Uma disputa de centenas de milhões de reais entres duas potências do mundo do entretenimento e da economia corre fora dos tribunais. Os dois lados optaram pela arbitragem — um terreno onde ambos concordaram na escolha do árbitro, aceitam que a decisão seja irrecorrível, travam sua luta em silêncio, longe dos meios de comunicação. A Lei 9.307/96, ou Lei da Arbitragem, já ultrapassou os 20 anos de vida e de sucesso; e, especialmente nos litígios de maior porte, a arbitragem está ganhando cada vez mais espaço.
Ainda não se trata de uma instituição de uso habitual: tanto entre a população quanto, até mesmo, entre os operadores de Direito, há amplo desconhecimento acerca da arbitragem. É possível tirar maior aproveitamento de suas vantagens, explorando seus mais diversos aspectos.
Atuando na área de perícias técnicas há mais de 35 anos, tenho a oportunidade de acompanhar a evolução das arbitragens desde os primeiros procedimentos. Atuei como árbitro, perito arbitral, assistente técnico, testemunha técnica e consultor técnico em diversas fases de arbitragens, envolvendo os mais diversos temas e com ampla gama de valores em disputa.
Em cada experiência, tive a nítida percepção de trabalhar num instituto que está evoluindo, e pode evoluir cada vez mais. Especialmente em minha área de atuação, sempre ligada à prova técnica, há muitos aspectos que, acredito, merecem aperfeiçoamentos e reflexões.
O primeiro ponto a destacar é a escolha do árbitro. A opção por árbitro técnico, especializado no tema em discussão, pode representar economia no custo do procedimento. Mas tem, saliento, duas grandes desvantagens: um árbitro sem formação jurídica não tem, em geral, conhecimentos legais suficientes para plena compreensão dos dispositivos que regem a arbitragem, nem para proferir sentença que atenda a todos os requisitos formais e de conteúdo. Quando não é prevista a apresentação prévia de laudo ou de considerações técnicas pelo árbitro antes da sentença, o conhecimento pelas partes do entendimento dessas questões pelas partes somente surge na sentença arbitral, que, por não ser sujeita a recurso, não abre a possibilidade de manifestações críticas.

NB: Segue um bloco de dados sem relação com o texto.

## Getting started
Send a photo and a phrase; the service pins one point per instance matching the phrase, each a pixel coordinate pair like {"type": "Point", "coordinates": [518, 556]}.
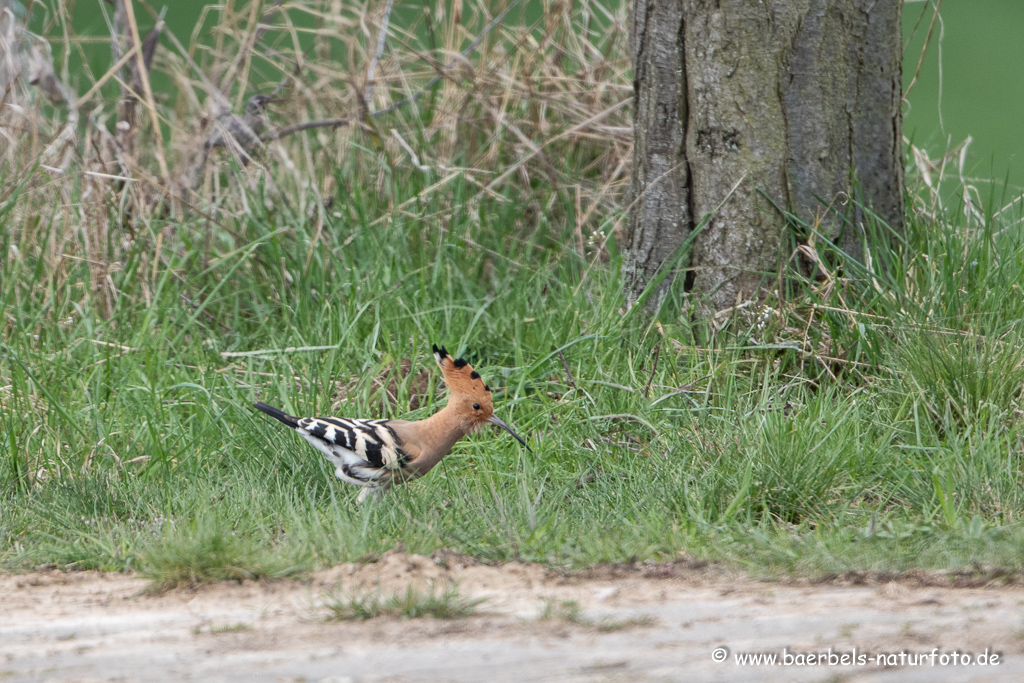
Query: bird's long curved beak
{"type": "Point", "coordinates": [495, 420]}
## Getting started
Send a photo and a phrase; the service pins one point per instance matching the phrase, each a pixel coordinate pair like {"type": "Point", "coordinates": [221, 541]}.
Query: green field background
{"type": "Point", "coordinates": [982, 72]}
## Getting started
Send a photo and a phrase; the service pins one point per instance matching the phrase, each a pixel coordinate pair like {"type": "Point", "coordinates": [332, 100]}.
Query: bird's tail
{"type": "Point", "coordinates": [276, 414]}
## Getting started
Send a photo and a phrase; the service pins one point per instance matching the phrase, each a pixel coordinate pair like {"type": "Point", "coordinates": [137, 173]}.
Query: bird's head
{"type": "Point", "coordinates": [469, 397]}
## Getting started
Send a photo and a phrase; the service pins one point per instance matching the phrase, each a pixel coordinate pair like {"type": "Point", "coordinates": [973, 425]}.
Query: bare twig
{"type": "Point", "coordinates": [653, 369]}
{"type": "Point", "coordinates": [340, 123]}
{"type": "Point", "coordinates": [381, 42]}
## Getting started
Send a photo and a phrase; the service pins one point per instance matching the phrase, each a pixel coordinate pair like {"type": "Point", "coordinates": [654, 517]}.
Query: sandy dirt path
{"type": "Point", "coordinates": [93, 627]}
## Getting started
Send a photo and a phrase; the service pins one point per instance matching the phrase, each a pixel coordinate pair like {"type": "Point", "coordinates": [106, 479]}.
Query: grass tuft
{"type": "Point", "coordinates": [569, 611]}
{"type": "Point", "coordinates": [210, 552]}
{"type": "Point", "coordinates": [446, 604]}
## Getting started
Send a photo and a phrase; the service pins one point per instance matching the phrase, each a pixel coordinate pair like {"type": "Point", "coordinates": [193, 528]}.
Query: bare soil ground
{"type": "Point", "coordinates": [95, 627]}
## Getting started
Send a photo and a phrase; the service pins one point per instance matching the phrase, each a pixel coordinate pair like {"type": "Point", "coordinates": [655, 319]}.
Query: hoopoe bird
{"type": "Point", "coordinates": [241, 133]}
{"type": "Point", "coordinates": [375, 454]}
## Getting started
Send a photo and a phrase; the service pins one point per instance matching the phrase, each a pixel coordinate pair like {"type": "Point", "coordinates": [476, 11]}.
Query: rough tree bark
{"type": "Point", "coordinates": [799, 98]}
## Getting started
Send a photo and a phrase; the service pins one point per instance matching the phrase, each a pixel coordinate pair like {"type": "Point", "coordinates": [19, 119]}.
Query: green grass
{"type": "Point", "coordinates": [870, 422]}
{"type": "Point", "coordinates": [142, 453]}
{"type": "Point", "coordinates": [446, 604]}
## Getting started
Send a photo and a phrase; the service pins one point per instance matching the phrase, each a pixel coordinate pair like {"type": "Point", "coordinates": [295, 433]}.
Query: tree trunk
{"type": "Point", "coordinates": [799, 101]}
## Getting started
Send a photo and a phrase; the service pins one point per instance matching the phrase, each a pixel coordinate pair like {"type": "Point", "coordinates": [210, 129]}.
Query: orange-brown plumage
{"type": "Point", "coordinates": [376, 453]}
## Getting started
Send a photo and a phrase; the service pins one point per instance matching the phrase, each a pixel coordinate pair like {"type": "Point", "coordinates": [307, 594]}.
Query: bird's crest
{"type": "Point", "coordinates": [459, 375]}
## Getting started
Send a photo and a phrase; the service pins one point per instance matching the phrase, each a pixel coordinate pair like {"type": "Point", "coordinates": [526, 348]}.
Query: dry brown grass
{"type": "Point", "coordinates": [537, 114]}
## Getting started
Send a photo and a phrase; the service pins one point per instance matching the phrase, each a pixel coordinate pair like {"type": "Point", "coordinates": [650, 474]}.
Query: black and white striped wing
{"type": "Point", "coordinates": [361, 451]}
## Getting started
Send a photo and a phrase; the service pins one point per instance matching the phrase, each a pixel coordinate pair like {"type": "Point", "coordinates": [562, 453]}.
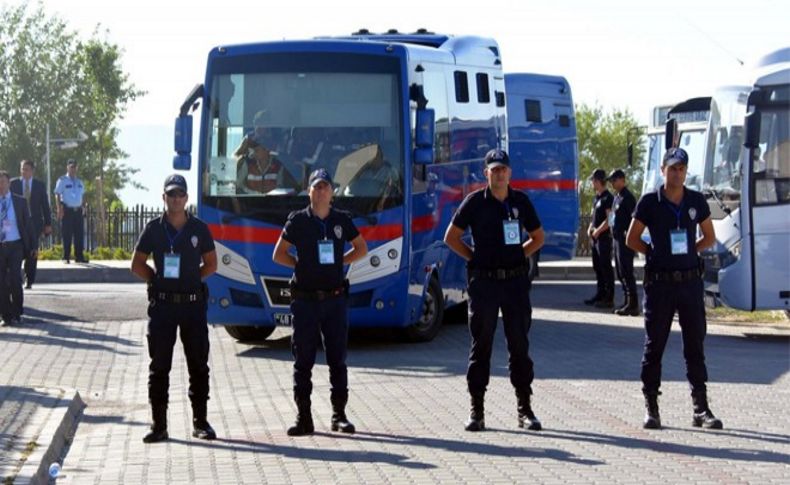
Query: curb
{"type": "Point", "coordinates": [57, 431]}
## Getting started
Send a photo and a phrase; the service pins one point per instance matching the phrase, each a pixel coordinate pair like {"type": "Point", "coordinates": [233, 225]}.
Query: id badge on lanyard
{"type": "Point", "coordinates": [679, 241]}
{"type": "Point", "coordinates": [326, 252]}
{"type": "Point", "coordinates": [172, 265]}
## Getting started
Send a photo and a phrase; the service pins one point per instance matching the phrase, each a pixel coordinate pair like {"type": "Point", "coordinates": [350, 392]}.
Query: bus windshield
{"type": "Point", "coordinates": [270, 128]}
{"type": "Point", "coordinates": [723, 154]}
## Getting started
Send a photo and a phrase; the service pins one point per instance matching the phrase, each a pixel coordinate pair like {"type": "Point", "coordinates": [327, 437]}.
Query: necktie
{"type": "Point", "coordinates": [3, 217]}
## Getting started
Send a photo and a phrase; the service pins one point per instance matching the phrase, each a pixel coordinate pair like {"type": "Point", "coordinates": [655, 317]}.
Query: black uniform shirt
{"type": "Point", "coordinates": [601, 203]}
{"type": "Point", "coordinates": [304, 230]}
{"type": "Point", "coordinates": [661, 217]}
{"type": "Point", "coordinates": [484, 214]}
{"type": "Point", "coordinates": [191, 243]}
{"type": "Point", "coordinates": [623, 207]}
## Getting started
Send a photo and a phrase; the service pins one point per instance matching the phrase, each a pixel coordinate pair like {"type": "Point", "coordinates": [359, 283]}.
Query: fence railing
{"type": "Point", "coordinates": [122, 227]}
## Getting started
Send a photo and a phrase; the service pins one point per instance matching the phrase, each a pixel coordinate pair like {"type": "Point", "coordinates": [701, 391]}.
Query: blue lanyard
{"type": "Point", "coordinates": [172, 239]}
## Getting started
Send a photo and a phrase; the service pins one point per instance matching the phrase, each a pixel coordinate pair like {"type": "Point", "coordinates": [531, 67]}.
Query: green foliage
{"type": "Point", "coordinates": [53, 78]}
{"type": "Point", "coordinates": [603, 138]}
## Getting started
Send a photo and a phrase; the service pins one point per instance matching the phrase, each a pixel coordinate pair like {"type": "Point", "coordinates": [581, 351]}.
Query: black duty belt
{"type": "Point", "coordinates": [317, 295]}
{"type": "Point", "coordinates": [678, 276]}
{"type": "Point", "coordinates": [499, 274]}
{"type": "Point", "coordinates": [171, 297]}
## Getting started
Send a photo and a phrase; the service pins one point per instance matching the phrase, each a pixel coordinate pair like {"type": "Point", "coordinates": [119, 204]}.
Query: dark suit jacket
{"type": "Point", "coordinates": [39, 203]}
{"type": "Point", "coordinates": [24, 223]}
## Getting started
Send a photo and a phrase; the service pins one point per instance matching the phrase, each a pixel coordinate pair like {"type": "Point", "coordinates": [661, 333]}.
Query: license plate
{"type": "Point", "coordinates": [283, 319]}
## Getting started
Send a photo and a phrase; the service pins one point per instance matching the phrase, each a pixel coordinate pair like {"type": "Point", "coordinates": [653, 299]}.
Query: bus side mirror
{"type": "Point", "coordinates": [183, 143]}
{"type": "Point", "coordinates": [752, 126]}
{"type": "Point", "coordinates": [671, 133]}
{"type": "Point", "coordinates": [423, 136]}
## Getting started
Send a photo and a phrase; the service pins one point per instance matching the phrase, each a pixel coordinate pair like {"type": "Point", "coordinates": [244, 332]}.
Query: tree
{"type": "Point", "coordinates": [52, 78]}
{"type": "Point", "coordinates": [603, 139]}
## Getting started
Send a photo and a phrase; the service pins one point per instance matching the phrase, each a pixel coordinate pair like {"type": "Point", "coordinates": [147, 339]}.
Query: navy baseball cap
{"type": "Point", "coordinates": [598, 174]}
{"type": "Point", "coordinates": [673, 156]}
{"type": "Point", "coordinates": [616, 174]}
{"type": "Point", "coordinates": [497, 158]}
{"type": "Point", "coordinates": [320, 175]}
{"type": "Point", "coordinates": [175, 181]}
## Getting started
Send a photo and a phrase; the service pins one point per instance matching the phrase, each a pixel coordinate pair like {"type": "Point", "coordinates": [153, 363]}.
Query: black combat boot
{"type": "Point", "coordinates": [703, 417]}
{"type": "Point", "coordinates": [631, 307]}
{"type": "Point", "coordinates": [652, 418]}
{"type": "Point", "coordinates": [526, 418]}
{"type": "Point", "coordinates": [476, 421]}
{"type": "Point", "coordinates": [159, 427]}
{"type": "Point", "coordinates": [304, 418]}
{"type": "Point", "coordinates": [594, 298]}
{"type": "Point", "coordinates": [200, 427]}
{"type": "Point", "coordinates": [339, 420]}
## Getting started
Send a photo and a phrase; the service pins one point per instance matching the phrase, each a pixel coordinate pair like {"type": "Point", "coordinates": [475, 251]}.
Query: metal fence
{"type": "Point", "coordinates": [121, 228]}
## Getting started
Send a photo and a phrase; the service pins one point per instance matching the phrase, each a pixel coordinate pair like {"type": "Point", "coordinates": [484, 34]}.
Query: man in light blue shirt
{"type": "Point", "coordinates": [69, 191]}
{"type": "Point", "coordinates": [16, 241]}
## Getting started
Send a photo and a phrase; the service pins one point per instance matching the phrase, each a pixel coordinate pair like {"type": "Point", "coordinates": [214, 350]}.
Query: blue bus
{"type": "Point", "coordinates": [401, 122]}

Outro ponto importante, que a meu ver deve merecer atenção no estabelecimento das regras de cada arbitragem, refere-se a testemunhas técnicas. Testemunhas técnicas, diferentemente das testemunhas de determinada ocorrência, são chamadas para apresentar aos árbitros considerações sobre temas técnicos de suas especialidades. Por mais conhecimentos que um profissional tenha sobre sua área de atuação, é impossível que esteja preparado para depor sobre temas amplos, sem análises prévias.
Entendo, assim, que que deve haver prévia apresentação, pelas partes, das questões específicas que deverão ser abordadas pelas testemunhas técnicas. Nos casos em que isso não ocorre, os depoimentos se transformam em gincanas, em que a oportunidade de obter informações técnicas relevantes das testemunhas é substituída pela busca de reais ou aparentes contradições; ou da falta de determinados conhecimentos muito específicos das testemunhas, para tentar reduzir a relevância de suas exposições.
Também devem merecer o máximo de atenção os critérios de escolha dos peritos pelo árbitros. Tenho observado que peritos com experiência e visão prática da questão em debate e, simultaneamente, detentores de conhecimentos pelo menos básicos de perícias técnicas produzem trabalhos muito mais eficazes para os árbitros do que profissionais que concentram seus conhecimentos na teoria da matéria.
Nos casos em que atuei, pude constatar que acadêmicos podem trazer contribuições muito valiosas como consultores ou assistentes de peritos arbitrais, mas muitas vezes não conseguem transportar para os autos as análises práticas que, com frequência, são fundamentais para firmar a convicção dos árbitros.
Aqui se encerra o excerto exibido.